Colloquium December 2025
Nurturing Aesthetic Sensibilities: Poetry and Selfhood in Islamic Philosophy of Education
8–10 December 2025 | Faculty of Education, University of Cambridge
In partnership with Cambridge Muslim College and CITE
❖ About the Colloquium
“God is beautiful and He loves beauty.” — Sahih Muslim
This three-day closed colloquium brings together leading scholars, poets, educationalists, and school leaders to explore the intertwined heritage of poetry, aesthetics, and selfhood in Islamic educational philosophy and practice. Rooted in the Qur’anic tradition and the Islamic intellectual heritage, the event seeks to imagine new pedagogies that restore the aesthetic as central to education.
What to expect:
Deep dialogue across disciplines and educational settings.
Structured sessions where scholars present work-in-progress, followed by layered, reflective responses.
Engagements with poetry in Arabic, Persian, Urdu, and English.
Opportunities to co-develop recommendations for curriculum and pedagogy in Islamic K-12 schools.
A small, focused group to allow for sustained, meaningful exchange.
❖ Confirmed Keynote & Speakers
Keynote: Professor Timothy Winter (Shaikh Abdul Hakim Murad), Cambridge Muslim College
Confirmed Scholars:
– Professor Cyrus Ali Zargar (University of Central Florida)
– Dr Muhammad U. Faruque (University of Cincinnati)
– Dr Oludamini Ogunnaike (University of Virginia)
– Dr Samir Mahmoud (Cambridge Muslim College)
– Professor Claire Gallien (Cambridge Muslim College)
❖ Calls for Participation
We are currently inviting expressions of interest for two participant cohorts:
➤ For Academics and Researchers
If your work engages with Islamic philosophy of education, poetics, selfhood, or aesthetics, we invite you to join an intimate gathering of scholars to reflect, present, and co-create future directions for this growing field.
📎 Read the Academics CfP
➤ For School Leaders and Educators
If you are a headteacher, educator, or curriculum leader invested in renewing K-12 education through Islamic traditions of poetry, orality, and aesthetic learning, we welcome your voice in this collective dialogue.
📎 Read the Schools CfP
❖ Submission Deadline
27 July 2025 – To apply, submit a short expression of interest (max 1000 words) and a CV to Dr Dunya Habash (dh599@cam.ac.uk).

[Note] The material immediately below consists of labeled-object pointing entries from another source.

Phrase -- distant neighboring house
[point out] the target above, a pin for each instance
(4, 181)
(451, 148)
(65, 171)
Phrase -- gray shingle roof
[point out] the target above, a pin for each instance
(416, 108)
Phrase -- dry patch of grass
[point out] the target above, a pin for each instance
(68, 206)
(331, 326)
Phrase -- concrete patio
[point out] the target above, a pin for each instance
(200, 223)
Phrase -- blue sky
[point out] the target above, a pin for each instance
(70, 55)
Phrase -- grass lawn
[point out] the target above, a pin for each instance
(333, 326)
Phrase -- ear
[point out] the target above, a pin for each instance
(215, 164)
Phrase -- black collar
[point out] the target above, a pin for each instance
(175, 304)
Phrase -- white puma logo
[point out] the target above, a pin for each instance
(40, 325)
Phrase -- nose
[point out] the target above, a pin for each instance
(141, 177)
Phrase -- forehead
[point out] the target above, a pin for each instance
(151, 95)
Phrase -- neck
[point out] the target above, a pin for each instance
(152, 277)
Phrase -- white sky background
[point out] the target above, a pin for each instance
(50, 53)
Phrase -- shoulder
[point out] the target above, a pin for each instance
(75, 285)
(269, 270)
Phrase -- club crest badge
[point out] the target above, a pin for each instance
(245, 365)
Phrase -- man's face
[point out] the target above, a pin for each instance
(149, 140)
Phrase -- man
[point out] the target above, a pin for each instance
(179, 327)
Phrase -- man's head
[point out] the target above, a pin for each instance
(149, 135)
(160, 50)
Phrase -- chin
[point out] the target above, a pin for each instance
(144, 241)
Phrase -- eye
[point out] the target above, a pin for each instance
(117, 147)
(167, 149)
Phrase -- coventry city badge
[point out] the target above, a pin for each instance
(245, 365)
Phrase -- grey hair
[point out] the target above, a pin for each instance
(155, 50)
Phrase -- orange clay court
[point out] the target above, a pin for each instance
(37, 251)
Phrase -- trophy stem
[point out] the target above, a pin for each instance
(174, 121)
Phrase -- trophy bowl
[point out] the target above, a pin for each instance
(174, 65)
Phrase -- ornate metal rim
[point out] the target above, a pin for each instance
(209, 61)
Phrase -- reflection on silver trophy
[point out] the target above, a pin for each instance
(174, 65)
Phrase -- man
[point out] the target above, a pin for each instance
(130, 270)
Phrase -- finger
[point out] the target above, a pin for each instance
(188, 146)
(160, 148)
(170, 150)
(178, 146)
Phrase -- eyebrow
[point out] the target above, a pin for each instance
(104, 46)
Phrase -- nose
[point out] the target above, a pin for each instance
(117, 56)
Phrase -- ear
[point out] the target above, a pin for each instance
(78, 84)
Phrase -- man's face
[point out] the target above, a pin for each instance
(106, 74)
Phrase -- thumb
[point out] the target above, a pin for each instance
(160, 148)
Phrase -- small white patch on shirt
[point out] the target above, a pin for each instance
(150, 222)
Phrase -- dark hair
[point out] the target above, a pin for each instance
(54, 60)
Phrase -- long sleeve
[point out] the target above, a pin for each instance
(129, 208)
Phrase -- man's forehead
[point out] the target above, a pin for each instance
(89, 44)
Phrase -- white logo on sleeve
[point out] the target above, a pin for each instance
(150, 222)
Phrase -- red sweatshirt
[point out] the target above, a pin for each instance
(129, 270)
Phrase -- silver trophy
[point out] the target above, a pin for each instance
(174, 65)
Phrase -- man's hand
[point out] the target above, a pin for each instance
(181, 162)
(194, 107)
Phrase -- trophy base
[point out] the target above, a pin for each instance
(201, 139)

Notifications of acceptance by 8 August 2025.
❖ Contact & Further Information
For general inquiries, please contact:
Dr Dunya Habash – dh599@cam.ac.uk
Dr Farah Ahmed – fa287@cam.ac.uk
Colloquium December 2023
The project held its first in person colloquium from 11-15 December 2023 at the University of Cambridge.
Stakeholder Workshop 11-12 December 2023
The first two days involved a stakeholder meeting with educators, academics, and theologians coming together to discuss the renewal of Islamic educational models. This resulted in a White Paper titled ‘Roadmap to Renewal: Islamic educational theory into practice’, which was officially launched in an online webinar on 18 Feb 2025.
Academic Colloquium 13-15 December 2023
Following the stakeholder meeting, project members Dr Farah Ahmed; Dr Nadeem Memon and his colleague Dylan Chown; Dr Claire Alkouatli; Dr Amaarah DeCuir and her colleague Rehenuma Azmi; Dr Fella Lahmar, and Dr Safaruk Chowdhury presented their previous work on the field of K-12 Islamic Education Studies as well as their priorities for future research and scholarship. Members also critiqued and further developed the three Cambridge Dialogues Position Papers.
Cambridge Dialogues sees itself as a project building on the work of those who proceeded us; in particular that of scholars who held the World Conferences on Muslim Education in the late 20th century and the work of Syed Ali Ashraf at Islamic Academy, Cambridge, which housed the Muslim Education Quarterly journal. We were honoured to be addressed by Shaikh Abdul Mabud, a student of Syed Ali Ashraf and his successor at the Islamic Academy, Cambridge. Shaykh Abdul Mabud succeeded has written about Syed Ali Ashraf and about the World Conferences on Muslim Education.